Now he noticed that Leaphorn’s expression was puzzled. “He was cold,” Leaphorn said. “Yes, but you haven’t made your point.”
“He was a believer,” Chee said. “You know what I mean. Some people come to a ceremonial out of family duty, and some come out of curiosity, or to meet friends. But to some it is a spiritual experience. You can tell by their faces.”
Leaphorn’s expression was still puzzled. “And he was one of those? He believed?”
Yes, Chee thought, Highhawk was one of those. You’re not one, lieutenant. You don’t believe. You see the Navajo Way as a harmless cultural custom. You would be one of those who go only as a family duty. But this crazy white man believed. Truly believed.

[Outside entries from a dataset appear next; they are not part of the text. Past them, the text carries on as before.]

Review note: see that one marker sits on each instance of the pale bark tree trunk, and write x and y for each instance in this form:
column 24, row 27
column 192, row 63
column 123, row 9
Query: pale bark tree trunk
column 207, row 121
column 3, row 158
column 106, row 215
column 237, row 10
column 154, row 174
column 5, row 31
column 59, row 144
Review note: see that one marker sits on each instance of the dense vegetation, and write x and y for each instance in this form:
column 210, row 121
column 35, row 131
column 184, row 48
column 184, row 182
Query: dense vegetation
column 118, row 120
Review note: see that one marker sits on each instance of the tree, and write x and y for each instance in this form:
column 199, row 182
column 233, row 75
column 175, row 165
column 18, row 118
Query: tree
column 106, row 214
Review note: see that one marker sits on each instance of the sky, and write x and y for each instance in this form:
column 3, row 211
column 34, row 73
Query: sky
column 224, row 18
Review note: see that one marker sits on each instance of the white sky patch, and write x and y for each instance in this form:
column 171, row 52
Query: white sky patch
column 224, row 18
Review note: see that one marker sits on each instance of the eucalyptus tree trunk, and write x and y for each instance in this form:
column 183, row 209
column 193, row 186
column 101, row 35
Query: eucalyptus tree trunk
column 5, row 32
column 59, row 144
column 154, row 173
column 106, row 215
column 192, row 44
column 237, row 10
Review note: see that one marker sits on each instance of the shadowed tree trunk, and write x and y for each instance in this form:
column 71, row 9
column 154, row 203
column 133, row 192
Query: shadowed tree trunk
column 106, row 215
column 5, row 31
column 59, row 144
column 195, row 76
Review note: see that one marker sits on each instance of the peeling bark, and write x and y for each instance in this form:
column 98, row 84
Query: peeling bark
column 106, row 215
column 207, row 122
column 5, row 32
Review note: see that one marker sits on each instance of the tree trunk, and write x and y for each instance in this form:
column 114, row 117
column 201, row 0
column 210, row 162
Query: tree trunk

Leaphorn waited for that to be explained.
“Maybe I’m wrong but I don’t think so. I don’t think Highhawk would use the yei mask like that. I don’t think he would put it on the head of a manikin in a public display. I don’t think the museum would approve of that either. Despite what Highhawk said. For example, they brought in a hataalii, a man named Sandoval, brought him in to check out the exhibit and make sure Henry wasn’t doing anything sacrilegious. So—” Chee paused, thinking about it.